Eco-Burial Company Offers to Turn You Into a Tree, Cannot Guarantee Which Kind
Customers who paid premium prices to become majestic oaks have been informed they may instead become 'a perfectly respectable shrub.'

Green Eternal, the eco-burial startup that promises to transform human remains into living trees, has issued a revised terms of service acknowledging that it cannot guarantee which species of tree a customer will become, following complaints from families who expected oaks and received what a botanist identified as 'aggressive privet.'
'The biological process is inherently unpredictable,' said Green Eternal CEO Fern Mulch. 'We provide the biodegradable pod, the nutrient medium, and the seed. What nature does with that is, ultimately, between the deceased and the soil microbiome.'
The controversy began when the family of retired teacher Harold Elm visited his burial site expecting to find a young oak tree and instead discovered what appeared to be a vigorous holly bush. 'Dad specifically requested to be a white oak,' said his daughter. 'He had it in his will. He paid the premium tree package.
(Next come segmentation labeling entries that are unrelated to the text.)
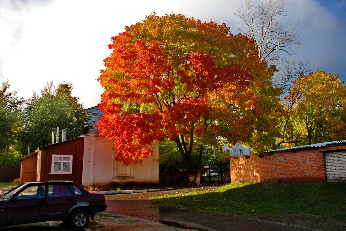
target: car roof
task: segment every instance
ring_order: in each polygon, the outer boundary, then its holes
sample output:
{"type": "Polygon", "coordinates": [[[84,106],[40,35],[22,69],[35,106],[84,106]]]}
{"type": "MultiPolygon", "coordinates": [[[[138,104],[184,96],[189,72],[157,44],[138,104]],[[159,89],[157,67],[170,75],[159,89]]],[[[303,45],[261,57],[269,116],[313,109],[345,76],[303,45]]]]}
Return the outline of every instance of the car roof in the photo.
{"type": "Polygon", "coordinates": [[[74,181],[28,181],[27,182],[24,182],[23,183],[27,184],[76,184],[76,183],[74,181]]]}

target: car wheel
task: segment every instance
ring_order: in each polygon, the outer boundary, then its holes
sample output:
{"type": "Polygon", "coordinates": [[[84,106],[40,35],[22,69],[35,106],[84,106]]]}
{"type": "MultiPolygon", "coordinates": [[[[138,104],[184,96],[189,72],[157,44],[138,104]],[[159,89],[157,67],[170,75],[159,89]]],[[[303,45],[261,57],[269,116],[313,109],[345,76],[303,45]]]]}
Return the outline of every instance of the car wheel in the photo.
{"type": "Polygon", "coordinates": [[[79,210],[73,213],[70,221],[73,228],[84,229],[89,223],[89,215],[84,211],[79,210]]]}

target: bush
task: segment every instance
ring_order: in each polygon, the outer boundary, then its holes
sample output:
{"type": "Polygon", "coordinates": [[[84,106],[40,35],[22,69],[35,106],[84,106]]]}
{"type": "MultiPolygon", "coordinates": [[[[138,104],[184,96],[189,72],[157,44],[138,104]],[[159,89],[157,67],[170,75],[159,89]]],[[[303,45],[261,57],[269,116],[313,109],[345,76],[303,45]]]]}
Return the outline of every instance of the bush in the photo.
{"type": "Polygon", "coordinates": [[[18,177],[13,179],[12,183],[13,183],[13,184],[15,184],[16,185],[19,185],[20,183],[20,177],[18,177]]]}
He is now a holly bush that the groundskeeper has to trim every six weeks.'
Green Eternal's original marketing materials featured images of towering oaks, stately maples, and weeping willows. The updated materials now include an asterisk and a footnote reading: 'Tree species may vary. Green Eternal makes no arboreal guarantees. All flora outcomes are final.'
The company has also introduced a new pricing tier called 'Nature's Choice,' which is $2,000 less than the species-specific option and allows the ecosystem to 'select the most appropriate botanical expression for the individual.'
'Think of it as a personality test administered by fungi,' said Mulch. 'Some people are oaks. Some people are shrubs. There's no shame in being a shrub.'
The Elm family has been offered a complimentary upgrade to the 'Legacy Canopy' package, which includes quarterly botanical monitoring and 'up to two corrective plantings.'
AI-generated satirical fiction. Not real news.